Andrew ESPINOZA and Howmedica Osteonics Corp. d/b/a Stryker Orthopedics,
Appellees
From the 407th Judicial District Court, Bexar County, Texas
Trial Court No. 2007-CI-12735
Honorable Karen Pozza, Judge Presiding
Opinion by: Marialyn Barnard, Justice
Sitting: Sandee Bryan Marion, Justice
Rebecca Simmons, Justice
Marialyn Barnard, Justice
Delivered and Filed: December 9, 2009
REVERSED AND REMANDED
Central Texas Orthopedic Products, Inc. (“CTOP”) brought suit against Andrew Espinoza for breach of contract and breach of fiduciary duty. CTOP also sued Howmedica Osteonics Corp., d/b/a Stryker Orthopedics (“Stryker”) for tortious interference with Espinoza’s contract. After the trial court granted partial summary judgment in favor of Espinoza and Stryker, a jury found in favor of CTOP on its claim for breach of fiduciary duty, but awarded no damages. On appeal, CTOP asserts the trial court erred in granting the partial motion for summary judgment in favor of Espinoza and Stryker and in awarding attorney’s fees to Espinoza. We reverse the trial court’s judgment and remand.
Background
CTOP sells and services orthopedic implants. Espinoza began working as a sales representative for CTOP in the fall of 2003. Espinoza signed a Confidentiality and Non-Competition Agreement (the “Non-Compete Agreement”) in which CTOP promised to provide Espinoza with confidential information and training in exchange for Espinoza’s promise not to disclose the confidential information, compete with CTOP, or solicit any of CTOP’s customers for one year after his employment with CTOP ended. After Espinoza signed the Non-Compete Agreement, CTOP provided Espinoza with confidential information, including CTOP business and marketing plans, customer and product lists, pricing information, financial information, sales volume data, and product techniques. CTOP also provided Espinoza with private training information and sent him to four annual National Sales Meetings where he received information about new products, existing products, clinical trial results, and competitive strategies.

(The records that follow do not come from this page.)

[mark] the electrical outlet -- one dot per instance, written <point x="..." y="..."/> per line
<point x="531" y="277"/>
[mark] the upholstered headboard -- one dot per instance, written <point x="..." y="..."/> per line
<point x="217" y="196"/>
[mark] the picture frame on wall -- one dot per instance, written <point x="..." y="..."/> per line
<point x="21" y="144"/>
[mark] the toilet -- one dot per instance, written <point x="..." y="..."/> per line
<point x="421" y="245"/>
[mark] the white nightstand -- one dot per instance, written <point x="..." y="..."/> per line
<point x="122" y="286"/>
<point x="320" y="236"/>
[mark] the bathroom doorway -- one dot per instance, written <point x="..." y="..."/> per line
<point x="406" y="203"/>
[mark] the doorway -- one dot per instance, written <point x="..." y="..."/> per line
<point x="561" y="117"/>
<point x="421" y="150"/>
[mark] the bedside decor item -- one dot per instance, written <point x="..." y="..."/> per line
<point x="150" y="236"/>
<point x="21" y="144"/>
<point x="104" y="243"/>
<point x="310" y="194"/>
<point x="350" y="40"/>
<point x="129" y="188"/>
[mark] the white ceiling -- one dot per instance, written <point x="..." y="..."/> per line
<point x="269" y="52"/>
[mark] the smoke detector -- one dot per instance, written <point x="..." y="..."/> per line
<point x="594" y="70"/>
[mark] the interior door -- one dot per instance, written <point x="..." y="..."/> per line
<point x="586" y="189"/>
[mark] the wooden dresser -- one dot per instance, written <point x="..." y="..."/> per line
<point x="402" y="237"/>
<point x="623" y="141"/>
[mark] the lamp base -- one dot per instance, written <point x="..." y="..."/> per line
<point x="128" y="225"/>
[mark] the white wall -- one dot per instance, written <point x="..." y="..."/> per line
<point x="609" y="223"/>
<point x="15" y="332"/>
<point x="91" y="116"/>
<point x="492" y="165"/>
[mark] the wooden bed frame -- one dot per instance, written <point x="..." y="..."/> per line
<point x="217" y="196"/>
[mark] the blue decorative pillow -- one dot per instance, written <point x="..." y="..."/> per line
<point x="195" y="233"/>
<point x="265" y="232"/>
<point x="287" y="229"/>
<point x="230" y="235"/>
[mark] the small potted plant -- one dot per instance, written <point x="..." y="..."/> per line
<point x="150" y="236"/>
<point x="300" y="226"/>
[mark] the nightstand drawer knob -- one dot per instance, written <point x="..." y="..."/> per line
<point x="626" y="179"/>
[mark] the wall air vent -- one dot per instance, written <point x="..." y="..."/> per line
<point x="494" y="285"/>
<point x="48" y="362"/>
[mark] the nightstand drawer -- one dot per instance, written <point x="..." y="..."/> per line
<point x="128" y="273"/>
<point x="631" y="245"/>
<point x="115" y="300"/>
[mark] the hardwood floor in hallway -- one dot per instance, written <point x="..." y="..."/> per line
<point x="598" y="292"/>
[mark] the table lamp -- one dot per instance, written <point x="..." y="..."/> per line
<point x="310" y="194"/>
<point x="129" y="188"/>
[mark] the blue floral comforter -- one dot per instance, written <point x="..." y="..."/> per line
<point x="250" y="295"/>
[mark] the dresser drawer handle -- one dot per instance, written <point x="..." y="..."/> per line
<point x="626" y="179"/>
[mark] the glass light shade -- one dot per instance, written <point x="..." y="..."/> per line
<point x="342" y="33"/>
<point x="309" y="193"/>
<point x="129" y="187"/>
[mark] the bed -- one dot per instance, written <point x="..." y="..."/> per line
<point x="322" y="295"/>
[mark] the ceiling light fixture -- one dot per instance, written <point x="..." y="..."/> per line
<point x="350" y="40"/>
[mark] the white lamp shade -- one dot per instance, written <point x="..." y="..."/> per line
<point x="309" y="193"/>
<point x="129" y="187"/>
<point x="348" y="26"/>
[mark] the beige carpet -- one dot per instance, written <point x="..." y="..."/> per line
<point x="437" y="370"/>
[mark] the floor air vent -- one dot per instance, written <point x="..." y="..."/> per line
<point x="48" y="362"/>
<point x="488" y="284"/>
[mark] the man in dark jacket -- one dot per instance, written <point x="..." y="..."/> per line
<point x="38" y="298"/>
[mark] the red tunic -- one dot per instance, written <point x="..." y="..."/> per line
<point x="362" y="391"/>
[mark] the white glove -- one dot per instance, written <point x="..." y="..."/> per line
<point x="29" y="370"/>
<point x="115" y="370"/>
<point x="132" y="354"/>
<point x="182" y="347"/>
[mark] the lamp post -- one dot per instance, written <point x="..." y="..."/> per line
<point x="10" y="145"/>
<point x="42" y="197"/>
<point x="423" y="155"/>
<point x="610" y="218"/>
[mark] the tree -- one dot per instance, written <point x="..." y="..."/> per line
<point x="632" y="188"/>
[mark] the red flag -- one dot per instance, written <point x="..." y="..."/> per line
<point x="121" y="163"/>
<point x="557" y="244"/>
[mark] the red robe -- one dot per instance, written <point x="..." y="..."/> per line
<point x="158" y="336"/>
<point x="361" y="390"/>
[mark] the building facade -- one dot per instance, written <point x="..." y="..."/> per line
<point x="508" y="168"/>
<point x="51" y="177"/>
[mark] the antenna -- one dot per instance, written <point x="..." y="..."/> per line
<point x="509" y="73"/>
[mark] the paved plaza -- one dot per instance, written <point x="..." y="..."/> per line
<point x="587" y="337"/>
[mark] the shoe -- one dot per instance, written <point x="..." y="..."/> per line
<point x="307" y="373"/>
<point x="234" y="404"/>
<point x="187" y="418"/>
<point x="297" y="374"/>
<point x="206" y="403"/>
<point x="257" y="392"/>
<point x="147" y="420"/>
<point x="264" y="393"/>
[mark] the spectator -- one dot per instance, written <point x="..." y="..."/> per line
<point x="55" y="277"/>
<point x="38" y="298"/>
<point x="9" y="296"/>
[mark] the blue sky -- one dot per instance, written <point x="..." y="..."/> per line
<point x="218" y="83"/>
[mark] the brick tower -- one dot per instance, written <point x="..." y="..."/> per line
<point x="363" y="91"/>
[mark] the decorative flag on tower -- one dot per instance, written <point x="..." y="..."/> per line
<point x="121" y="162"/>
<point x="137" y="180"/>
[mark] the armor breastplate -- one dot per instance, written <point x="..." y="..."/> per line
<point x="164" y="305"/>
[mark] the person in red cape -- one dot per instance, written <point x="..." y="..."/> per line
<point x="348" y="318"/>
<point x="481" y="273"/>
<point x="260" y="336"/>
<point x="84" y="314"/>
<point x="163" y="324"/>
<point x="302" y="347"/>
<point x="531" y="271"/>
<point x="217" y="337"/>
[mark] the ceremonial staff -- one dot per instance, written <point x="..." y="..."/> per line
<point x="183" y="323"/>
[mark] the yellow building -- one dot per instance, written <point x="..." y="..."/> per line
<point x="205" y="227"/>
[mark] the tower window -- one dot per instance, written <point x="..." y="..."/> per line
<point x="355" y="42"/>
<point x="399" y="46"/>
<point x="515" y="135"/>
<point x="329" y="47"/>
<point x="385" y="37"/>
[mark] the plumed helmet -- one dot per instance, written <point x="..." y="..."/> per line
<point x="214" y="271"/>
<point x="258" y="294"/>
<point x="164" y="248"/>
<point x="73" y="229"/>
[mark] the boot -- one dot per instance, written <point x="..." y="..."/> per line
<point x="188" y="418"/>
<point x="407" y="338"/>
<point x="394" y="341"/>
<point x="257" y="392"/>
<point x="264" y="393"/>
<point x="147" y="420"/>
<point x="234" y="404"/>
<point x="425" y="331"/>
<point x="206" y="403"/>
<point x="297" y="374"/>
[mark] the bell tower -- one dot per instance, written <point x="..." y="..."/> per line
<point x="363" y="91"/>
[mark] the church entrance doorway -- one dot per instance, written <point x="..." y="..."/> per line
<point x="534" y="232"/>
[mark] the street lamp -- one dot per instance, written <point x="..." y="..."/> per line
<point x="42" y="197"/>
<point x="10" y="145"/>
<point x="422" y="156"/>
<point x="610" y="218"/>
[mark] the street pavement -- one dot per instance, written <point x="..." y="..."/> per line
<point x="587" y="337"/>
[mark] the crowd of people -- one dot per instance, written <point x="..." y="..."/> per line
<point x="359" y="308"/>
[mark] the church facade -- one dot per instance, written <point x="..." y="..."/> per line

During the spring of 2007, Espinoza began looking for other employment with CTOP competitors, including Stryker. In March and April of 2007, Espinoza met with Stryker representatives several times and visited Stryker facilities, including Stryker headquarters in New Jersey.
On August 14, 2007, Espinoza delivered a letter of resignation with a two-week notice to CTOP. The next day CTOP told Espinoza to turn in his CTOP materials and supplies, and CTOP changed the locks at the San Antonio office.
On August 15, 2007, CTOP issued Espinoza a pay check for the gross amount of $12,999.30 for the pay period of August 1, 2007, to August 15, 2007. After August 15, 2007, Espinoza did not contact CTOP again. CTOP, on the other hand, attempted to contact Espinoza several times to collect $485.30 it believed Espinoza owed pursuant to their Compensation Agreement, which was signed by Espinoza in June of 2007, and stated Espinoza promised to repay certain compensation to CTOP if he resigned within six months of signing the Compensation Agreement. On August 20, 2007, CTOP sent Espinoza a termination of employment letter, outlining Espinoza’s contractual obligations as set out in the Non-Compete and Compensation Agreements.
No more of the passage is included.